Investigation and Diagnosis in the Patient with Joint Disease
- Complete blood count:
- raised white cell count occasionally in RA
- leukopenia and thrombocytopenia in SLE
- eosinophilia in PAN
- neutropenia in Felty’s syndrome
- Erythrocyte sedimentation rate/C-reactive protein: nonspecific but raised in the presence of inflammation (therefore often high in RA but less so in OA).
- Rheumatoid factor: positive in about 75% of patients with RA. It may also be positive in SLE, mixed connective tissue diseases, scleroderma, Sjögren’s syndrome, and viral illnesses.
- Antinuclear antibodies: positive in 30% of patients with RA and in 80% of patients with SLE.
- Anti-double-stranded DNA antibodies: high titers in SLE.
- Other autoantibodies according to clinical suspicion (e.g., anti-Ro and anti-La antibodies in Sjögren’s syndrome and anti-Scl70 antibodies in scleroderma).
- Viral serology: if a viral cause for the arthropathy is suspected (e.g., rubella, mumps, infectious mononucleosis, coxsackie virus, and hepatitis B virus).
- Urea and electrolytes: associated renal involvement.
- Liver function tests: liver involvement or drug treatment.
- Creatine phosphokinase: myositis.
- Serum urate: usually high in gout but beware of false positives and false negatives.
- Joint aspiration should be performed. Examine the following:
- Appearance: purulence indicates infection, frank blood indicates hemarthrosis or traumatic tap.
- Microscopy for bacteria and crystals: monosodium urate indicates gout, calcium pyrophosphate indicates pseudogout.
- In pseudogout, crystals are positively birefringent in plane-polarized light. Remember this by the “Ps.” In gout, the crystals are negatively birefringent.
- White cell count: high in inflammatory arthropathies.

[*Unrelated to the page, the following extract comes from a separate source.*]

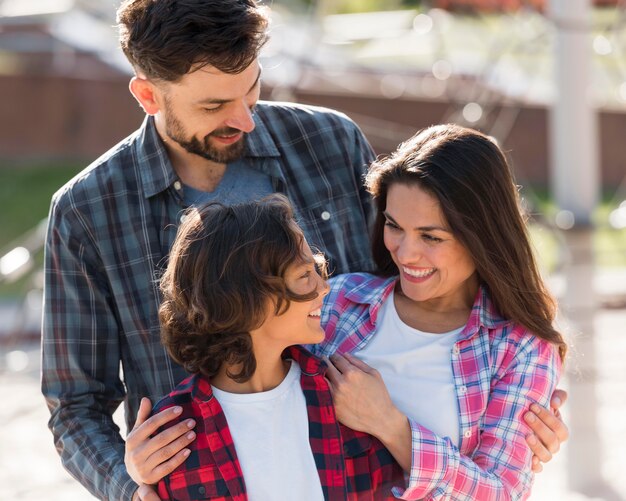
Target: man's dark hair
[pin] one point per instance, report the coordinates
(166, 39)
(226, 272)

- Culture: gonococci, tubercle bacillus, or fungi when indicated.
- A chest x-ray should be performed to look for associated diseases or complications of RA:
- Pleural effusion.
- Diffuse fibrosing alveolitis.
- Rheumatoid nodules or cavities.
- Cricoarytenoid arthritis.
- Obliterative bronchiolitis.
- Rheumatoid pneumoconiosis: Caplan’s syndrome.

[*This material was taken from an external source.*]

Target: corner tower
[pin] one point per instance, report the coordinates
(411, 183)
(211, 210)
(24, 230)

- An x-ray of the affected joints may indicate the following:
- RA: soft tissue thickening, juxta-articular osteoporosis, loss of joint space, bony erosions, subluxation.
- OA: loss of joint space, subchondral sclerosis and cysts, marginal osteophytes.
- Gout: soft tissue swelling and punched-out lesions in juxta-articular bone.
- Ankylosing spondylitis: “bamboo spine” (squaring of the vertebrae and obliteration of sacroiliac joints); also found in Reiter’s syndrome and Crohn’s disease.
- An x-ray of the cervical spine should also be used to look for displacement of the odontoid peg.
- Arthroscopy allows direct visualization inside the joint space, and can be used for biopsy and the removal of foreign bodies.